Exactly-Once Is a Lie

04 Aug 2025 What brokers actually give you when they say exactly-once. Tags: distributed systems, event driven, messaging

Every message broker eventually puts "exactly-once" somewhere in its docs. Kafka has it, Pulsar claims it, NATS JetStream has a version of it, and it sounds like the thing you want: send a message, it arrives once, nobody worries.

But exactly-once delivery doesn't exist. What exists is engineering around the fact that it doesn't.

what can actually happen

A producer sends a message to a broker, and there are three outcomes: the broker receives it, acknowledges, and the producer gets the ack (success); the broker receives it, acknowledges, but the ack is lost so the producer doesn't know it worked and retries, creating two copies; or the broker never receives it and the message is gone.

That's it, those are the options on an unreliable network. You can avoid case 3 by retrying, but retrying introduces case 2, and you cannot eliminate both. At the network level you get at-most-once (don't retry, accept losses) or at-least-once (retry, accept duplicates), and there's no third option that the network gives you for free.

what Kafka actually does

Kafka advertises exactly-once semantics, but what it actually implements is two things working together.

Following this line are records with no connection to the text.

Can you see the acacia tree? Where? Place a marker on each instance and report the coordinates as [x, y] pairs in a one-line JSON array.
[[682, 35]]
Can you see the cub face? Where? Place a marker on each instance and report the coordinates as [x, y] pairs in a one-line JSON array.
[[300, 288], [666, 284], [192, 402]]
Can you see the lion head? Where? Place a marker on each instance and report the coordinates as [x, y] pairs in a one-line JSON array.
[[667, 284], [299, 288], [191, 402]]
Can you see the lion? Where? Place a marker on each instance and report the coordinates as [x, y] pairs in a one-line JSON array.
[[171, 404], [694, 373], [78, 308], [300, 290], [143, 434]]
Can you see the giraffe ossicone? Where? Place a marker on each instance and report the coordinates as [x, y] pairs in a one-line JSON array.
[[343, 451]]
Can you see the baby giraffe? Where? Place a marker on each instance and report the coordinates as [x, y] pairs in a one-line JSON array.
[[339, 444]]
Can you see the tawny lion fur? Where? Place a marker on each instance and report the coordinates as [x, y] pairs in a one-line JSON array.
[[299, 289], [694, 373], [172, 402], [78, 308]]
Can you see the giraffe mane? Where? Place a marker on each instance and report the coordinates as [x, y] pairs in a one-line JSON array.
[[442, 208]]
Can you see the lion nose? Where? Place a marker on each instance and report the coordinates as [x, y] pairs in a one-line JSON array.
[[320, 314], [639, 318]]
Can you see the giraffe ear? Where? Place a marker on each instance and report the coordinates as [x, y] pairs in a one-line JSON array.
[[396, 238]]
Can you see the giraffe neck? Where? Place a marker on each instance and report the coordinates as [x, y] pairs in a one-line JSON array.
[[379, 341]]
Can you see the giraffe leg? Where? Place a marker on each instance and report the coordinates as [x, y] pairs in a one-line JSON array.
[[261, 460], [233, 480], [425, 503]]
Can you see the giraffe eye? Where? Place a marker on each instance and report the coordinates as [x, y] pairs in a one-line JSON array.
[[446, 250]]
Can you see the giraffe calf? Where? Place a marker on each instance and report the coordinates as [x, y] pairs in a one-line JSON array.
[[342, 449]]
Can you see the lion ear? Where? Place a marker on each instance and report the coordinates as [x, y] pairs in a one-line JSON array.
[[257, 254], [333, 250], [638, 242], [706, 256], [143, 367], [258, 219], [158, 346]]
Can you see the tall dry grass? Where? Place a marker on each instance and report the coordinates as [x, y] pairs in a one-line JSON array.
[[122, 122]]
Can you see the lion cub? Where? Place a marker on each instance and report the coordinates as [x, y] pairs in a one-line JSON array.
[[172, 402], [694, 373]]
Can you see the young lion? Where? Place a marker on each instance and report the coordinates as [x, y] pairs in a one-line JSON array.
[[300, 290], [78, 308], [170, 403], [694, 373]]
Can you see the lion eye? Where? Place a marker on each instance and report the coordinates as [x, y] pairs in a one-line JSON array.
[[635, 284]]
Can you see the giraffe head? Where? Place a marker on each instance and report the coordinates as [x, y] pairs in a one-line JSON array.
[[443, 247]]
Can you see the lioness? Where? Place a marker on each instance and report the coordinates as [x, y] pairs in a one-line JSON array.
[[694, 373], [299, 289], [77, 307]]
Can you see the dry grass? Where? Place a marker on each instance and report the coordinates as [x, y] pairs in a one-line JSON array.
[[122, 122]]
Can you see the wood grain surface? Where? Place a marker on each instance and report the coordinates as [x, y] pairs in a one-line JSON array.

Idempotent producer. Each producer gets an ID, and each message gets a sequence number. If the broker sees the same producer ID + sequence number twice, it drops the duplicate, which handles the lost-ack problem: the producer retries, the broker deduplicates. This only works within a single producer session though; if the producer crashes and restarts with a new ID, the deduplication state is gone.

Transactions. Kafka lets you wrap a consume-process-produce cycle in a transaction: read from input topic, do work, write to output topic, commit offsets, all atomically. If anything fails, everything rolls back.

So Kafka doesn't deliver messages exactly once. It uses at-least-once delivery with deduplication and atomic commits to make the processing behave as if messages were delivered once, but the duplicates still happen at the transport layer and the broker just hides them.

delivery vs processing

These are different things. Exactly-once delivery would mean the network guarantees each message arrives once, and no system does this because the network is unreliable: acks get lost, connections drop, machines crash between receiving and acknowledging.

Exactly-once processing means the side effects of handling a message happen once, even if the message itself arrives more than once. That's achievable, but it requires work: deduplication, idempotency, transactions. It's not a delivery guarantee, it's an application-level property.

When brokers say "exactly-once" they mean the second thing, and they don't say that clearly.

the broker can't save you everywhere

Even with Kafka transactions, exactly-once only works within Kafka: read from Kafka, write to Kafka, commit. That's a closed system where Kafka controls both sides.

The moment your consumer does something outside Kafka, the guarantee breaks. Write to a database? Send an HTTP request? Call an external API? Kafka doesn't know about those. If your consumer processes a message, writes to Postgres, then crashes before committing the Kafka offset, it'll reprocess on restart and Postgres gets the write twice.

This is where the inbox pattern from my outbox/inbox post comes in: you need idempotency at your handler level, recording that you processed this message before doing the work, so if you see it again you skip it.

The broker gives you tools, it doesn't give you a complete solution.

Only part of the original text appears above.